Но что за намёки о тайнах? И в письме к Глэну это упоминалось. «Я буду твоим проводником в мир, где раскрываются тайны, где нет святых, есть только грешники, которые хорошо скрываются под масками». Не хочет ли убийца сказать мне, что у отца были какие-то секреты? Не думает ли он, что какие-то папины поступки могут оправдать его убийство?
Поиграем в правду? Что ж, пока единственное, что я могу, это действительно играть, следовать указаниям, хотя понимаю, что они могут привести меня к смерти. Но страшнее другое. Если письма стали приходить Глэну, то он тоже в опасности. И вот ради него и Сади я готова пожертвовать чем угодно.
Третья записка пришла через год, спустя пару дней после папиной годовщины, так было и с четвёртой запиской, и с письмом Глэна.

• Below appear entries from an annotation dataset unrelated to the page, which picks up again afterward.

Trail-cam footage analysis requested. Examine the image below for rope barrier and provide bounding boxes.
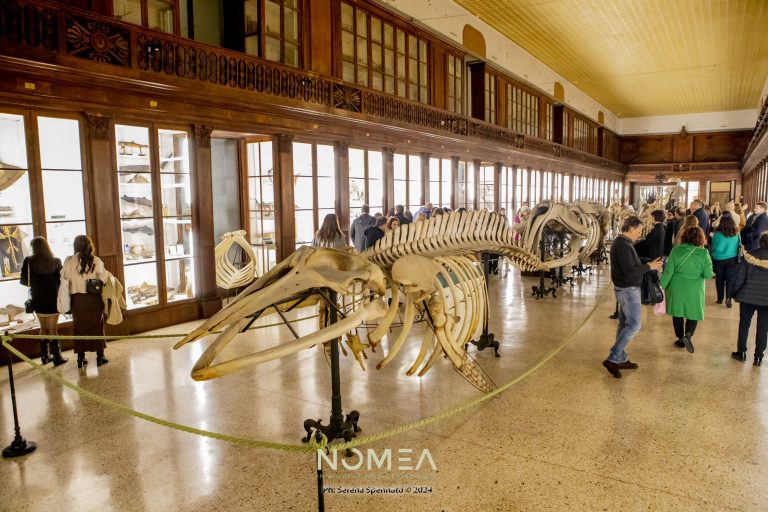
[8,315,320,340]
[0,286,611,453]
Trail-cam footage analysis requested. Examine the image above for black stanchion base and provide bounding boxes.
[571,262,592,277]
[301,411,362,457]
[552,275,573,288]
[471,332,501,357]
[531,277,557,300]
[3,437,37,459]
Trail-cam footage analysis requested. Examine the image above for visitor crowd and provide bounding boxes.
[603,199,768,378]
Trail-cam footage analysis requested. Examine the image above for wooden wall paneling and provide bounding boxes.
[467,62,486,121]
[451,156,460,210]
[308,0,332,76]
[84,112,119,276]
[381,148,395,215]
[429,44,448,110]
[334,141,350,236]
[690,131,751,162]
[191,125,221,316]
[272,134,296,261]
[24,111,45,238]
[597,126,605,157]
[467,160,476,210]
[420,153,432,206]
[672,135,693,163]
[552,105,565,144]
[621,137,674,164]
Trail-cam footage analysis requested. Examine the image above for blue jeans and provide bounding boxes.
[608,286,643,363]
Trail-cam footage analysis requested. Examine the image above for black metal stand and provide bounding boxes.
[571,261,592,277]
[471,252,500,357]
[608,301,619,320]
[3,331,37,459]
[531,240,557,300]
[301,290,361,456]
[552,231,573,288]
[552,267,573,288]
[589,246,608,265]
[315,430,325,512]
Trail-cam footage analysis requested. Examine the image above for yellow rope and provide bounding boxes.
[0,286,610,453]
[8,315,320,340]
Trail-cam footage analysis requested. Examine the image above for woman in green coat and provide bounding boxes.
[661,227,712,353]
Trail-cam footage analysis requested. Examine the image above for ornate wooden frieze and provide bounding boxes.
[0,0,632,176]
[192,124,213,148]
[136,34,332,106]
[0,0,59,51]
[333,84,363,112]
[742,96,768,163]
[629,162,741,174]
[64,14,131,67]
[275,133,293,153]
[84,112,112,139]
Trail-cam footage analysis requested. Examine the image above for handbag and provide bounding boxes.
[24,267,35,313]
[56,277,72,315]
[640,270,664,305]
[85,279,104,295]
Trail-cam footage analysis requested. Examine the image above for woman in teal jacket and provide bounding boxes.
[712,212,741,308]
[661,227,712,353]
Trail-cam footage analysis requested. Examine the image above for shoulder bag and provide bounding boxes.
[24,264,35,313]
[56,277,72,315]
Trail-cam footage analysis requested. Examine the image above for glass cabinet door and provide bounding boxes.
[157,129,195,302]
[0,113,34,312]
[115,125,160,309]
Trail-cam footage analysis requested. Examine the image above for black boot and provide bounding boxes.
[96,350,109,366]
[51,340,69,366]
[40,340,51,364]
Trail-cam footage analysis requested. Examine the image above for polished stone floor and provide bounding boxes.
[0,268,768,512]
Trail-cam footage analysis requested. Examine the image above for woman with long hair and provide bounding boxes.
[673,215,699,247]
[731,232,768,366]
[61,235,109,368]
[21,236,67,366]
[312,213,348,249]
[661,226,712,353]
[733,203,747,231]
[712,214,741,308]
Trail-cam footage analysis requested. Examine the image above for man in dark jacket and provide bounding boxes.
[395,204,411,226]
[349,204,376,252]
[635,210,672,260]
[731,230,768,366]
[741,201,768,251]
[691,199,709,240]
[363,217,387,249]
[603,216,661,379]
[664,210,677,256]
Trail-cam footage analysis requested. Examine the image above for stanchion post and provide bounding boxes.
[315,430,325,512]
[3,331,37,459]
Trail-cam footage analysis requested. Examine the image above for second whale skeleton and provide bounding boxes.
[174,203,608,392]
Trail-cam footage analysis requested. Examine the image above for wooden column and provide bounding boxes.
[192,125,221,317]
[85,112,119,276]
[334,141,350,236]
[420,153,432,206]
[273,135,296,262]
[468,160,483,210]
[493,162,504,211]
[451,156,459,210]
[381,148,395,215]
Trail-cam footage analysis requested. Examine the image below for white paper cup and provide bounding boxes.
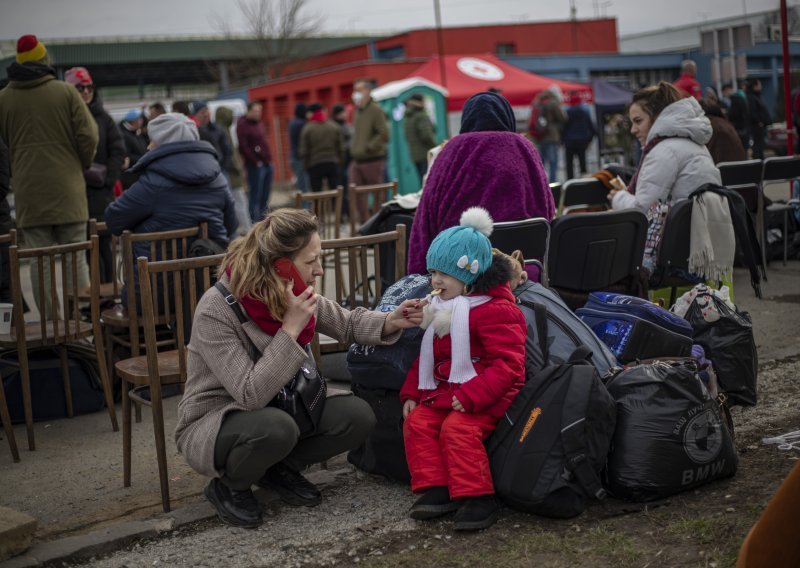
[0,304,14,335]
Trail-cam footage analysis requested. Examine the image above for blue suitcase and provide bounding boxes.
[575,292,692,363]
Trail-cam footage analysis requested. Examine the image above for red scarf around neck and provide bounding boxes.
[225,267,317,347]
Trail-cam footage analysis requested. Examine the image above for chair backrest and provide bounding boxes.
[761,156,800,183]
[656,199,694,274]
[561,178,608,215]
[137,254,220,383]
[547,209,647,292]
[294,185,344,240]
[122,223,207,357]
[489,217,550,282]
[322,225,406,309]
[9,235,100,346]
[717,160,763,187]
[549,181,562,215]
[0,229,17,246]
[347,180,397,235]
[726,183,761,213]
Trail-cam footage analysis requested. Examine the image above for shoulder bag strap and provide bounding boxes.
[214,280,261,363]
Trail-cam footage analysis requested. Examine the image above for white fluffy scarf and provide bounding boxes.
[419,296,491,390]
[689,191,736,281]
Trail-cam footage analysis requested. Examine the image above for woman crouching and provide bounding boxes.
[175,209,422,528]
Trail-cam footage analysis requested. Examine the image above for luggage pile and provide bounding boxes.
[347,275,757,518]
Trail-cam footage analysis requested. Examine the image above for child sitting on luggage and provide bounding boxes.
[400,207,526,530]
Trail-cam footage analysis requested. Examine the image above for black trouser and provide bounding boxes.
[565,146,586,179]
[308,162,339,191]
[214,395,375,491]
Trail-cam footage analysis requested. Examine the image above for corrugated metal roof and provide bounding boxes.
[0,36,374,78]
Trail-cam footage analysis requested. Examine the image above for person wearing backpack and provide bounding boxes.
[400,207,526,530]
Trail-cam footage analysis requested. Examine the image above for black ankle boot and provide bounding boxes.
[410,486,460,521]
[256,463,322,507]
[203,478,262,529]
[453,495,500,531]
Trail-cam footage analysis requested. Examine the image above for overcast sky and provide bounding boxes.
[0,0,784,40]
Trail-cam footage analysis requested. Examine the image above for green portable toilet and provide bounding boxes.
[372,77,448,194]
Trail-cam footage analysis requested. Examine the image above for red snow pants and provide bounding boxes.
[403,405,497,499]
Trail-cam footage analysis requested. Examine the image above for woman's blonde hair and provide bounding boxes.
[218,208,319,321]
[628,81,683,122]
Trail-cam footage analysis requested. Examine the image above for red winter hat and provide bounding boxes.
[17,35,47,63]
[64,67,94,85]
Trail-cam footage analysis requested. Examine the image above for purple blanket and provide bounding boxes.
[408,132,555,281]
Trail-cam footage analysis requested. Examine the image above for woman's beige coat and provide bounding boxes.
[175,282,400,477]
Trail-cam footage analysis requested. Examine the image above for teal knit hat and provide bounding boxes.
[425,207,493,285]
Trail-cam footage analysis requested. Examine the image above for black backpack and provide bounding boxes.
[487,346,617,518]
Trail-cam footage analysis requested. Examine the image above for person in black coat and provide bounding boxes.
[64,67,125,282]
[561,104,596,179]
[105,113,239,307]
[747,79,772,160]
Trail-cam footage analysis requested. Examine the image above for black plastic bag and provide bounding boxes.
[606,360,738,501]
[684,291,758,406]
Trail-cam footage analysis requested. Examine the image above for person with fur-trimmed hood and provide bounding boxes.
[400,207,526,530]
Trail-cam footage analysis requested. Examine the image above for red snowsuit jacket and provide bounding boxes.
[400,282,526,419]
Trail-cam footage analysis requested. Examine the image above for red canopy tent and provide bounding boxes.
[409,54,592,111]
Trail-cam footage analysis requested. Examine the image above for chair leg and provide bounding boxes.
[121,378,131,487]
[94,333,119,432]
[58,345,75,418]
[0,378,19,463]
[150,380,169,513]
[783,209,789,266]
[18,349,36,451]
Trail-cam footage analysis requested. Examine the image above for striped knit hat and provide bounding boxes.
[17,35,48,63]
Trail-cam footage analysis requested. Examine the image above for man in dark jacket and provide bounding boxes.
[119,108,147,189]
[289,103,309,191]
[403,93,436,184]
[191,101,233,172]
[564,104,595,179]
[64,67,125,282]
[746,79,772,160]
[236,101,272,223]
[0,35,98,316]
[297,103,344,191]
[106,113,238,307]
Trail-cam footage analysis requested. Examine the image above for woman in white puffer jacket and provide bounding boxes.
[609,81,721,212]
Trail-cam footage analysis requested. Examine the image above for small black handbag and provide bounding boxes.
[214,282,328,438]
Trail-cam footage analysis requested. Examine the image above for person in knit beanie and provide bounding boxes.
[0,34,99,317]
[17,35,50,65]
[400,207,526,530]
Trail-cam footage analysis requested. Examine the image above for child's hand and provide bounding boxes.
[403,399,417,418]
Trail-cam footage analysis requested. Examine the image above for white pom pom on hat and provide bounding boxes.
[458,207,494,237]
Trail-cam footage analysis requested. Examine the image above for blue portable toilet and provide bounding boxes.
[372,77,448,194]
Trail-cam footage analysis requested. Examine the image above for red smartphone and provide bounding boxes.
[274,257,308,296]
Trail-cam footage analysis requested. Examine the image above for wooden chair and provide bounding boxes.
[558,178,608,215]
[348,181,397,236]
[116,254,224,512]
[101,223,207,408]
[0,229,19,463]
[313,225,406,362]
[0,235,119,450]
[489,217,550,286]
[294,186,344,240]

Я в этом году не получила ни строчки. Может, меня списали со счетов? Или убийца понял, что я не играю по его правилам?
Я понимаю, что моя голова сейчас лопнет от такого количества информации, но я продолжаю.
«Дорогая Эммелин!
Если человек не может справиться с заданием в открытую, он использует хитрые приёмы. Иногда, чтобы добраться куда-то, нужно использовать подземные ходы. И не стоит бояться, что там живёт монстр, ведь ты уже большая. Однако будь осторожна. Там может оказаться что-то пострашнее рогатого чудища, там может быть правда.
СЭ»
Я обхватываю голову руками и пытаюсь настроиться на нужный лад. Слова такие простые, и я чувствую, будто ответ, разгадка лежит на поверхности, но не могу отыскать её среди миллиона мыслей. Всё кружится в голове, смешивается. Мне хочется кричать.